To be sure, the abuse of any child by an adult is one of the most cowardly acts imaginable. However, such crimes are even more disgusting when perpetrated against children who have an impaired ability to understand and report them to responsible adults who may be able to help.

So what can parents do to reduce the possibility of such crimes being perpetrated on our children? I know that some will propose new laws. However, I believe that we have adequate laws against such behavior right now, although I would not object to enhancing the current penalties for such crimes.

But I think the only real solution is for parents to become very involved in our kids' classes and learn as much as possible about what goes on in those classes. There are many ways to do this.

One of the best ways is to volunteer to help out at the school. Because of the schools' dire financial condition, parent volunteers are becoming indispensable, so it is often very easy to integrate ourselves into the school environment and monitor potential problem teachers.

Another great way to gather information is to make friends with the special education aides at the school and regularly engage in friendly "small talk" with them. You will be surprised by what you learn from such seemingly inconsequential conversations.


Advertisement

For example, the school aides involved in the recent child abuse case at Loma Vista Elementary School in Brentwood were apparently very aware of the teacher's inappropriate treatment of the special-needs kids in her class.

The next question is what should parents do if they learn of suspected abuse?

In the Loma Vista case, it appears that the principal and other teachers were very aware of the problem teacher's highly inappropriate behavior, but they failed to follow current law that requires prompt reporting of such situations to Child Protective Services. That is a clear failure of leadership by a principal who seems to have had no appreciation of her very serious reporting responsibilities under the law.

It is, therefore, hardly surprising that she failed to instruct school employees under her control regarding their legal responsibilities. Such failures are of course inexcusable when any child is harmed as a result, but they are particularly disturbing when the affected children are already struggling to overcome learning disabilities that make communication difficult or impossible.

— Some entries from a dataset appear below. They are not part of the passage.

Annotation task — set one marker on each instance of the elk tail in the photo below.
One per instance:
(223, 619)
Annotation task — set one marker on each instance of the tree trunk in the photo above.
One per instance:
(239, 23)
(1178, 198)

So I believe that if parents learn of any suspected abuse they should immediately report it to Child Protective Services themselves and then actively follow up with the authorities to be sure that a thorough investigation is conducted.

Parents of special-needs kids may also want to demand an immediate individual educational program (IEP) meeting seeking a different classroom placement. And, in extreme situations, parents may have to pull their kids out of school pending satisfactory resolution of the situation.

The most important thing for parents to remember is that they are ultimately the ones responsible for their child's safety, and they cannot and should not delay taking aggressive action when that safety is placed in peril by criminal teachers and incompetent administrators.

Kim Karelis is a partner in the Los Angeles office of Ropers, Majeski, Kohn & Bentley, where he specializes in special education law, attorney fee dispute matters and insurance coverage litigation. He has two special-needs children in elementary school.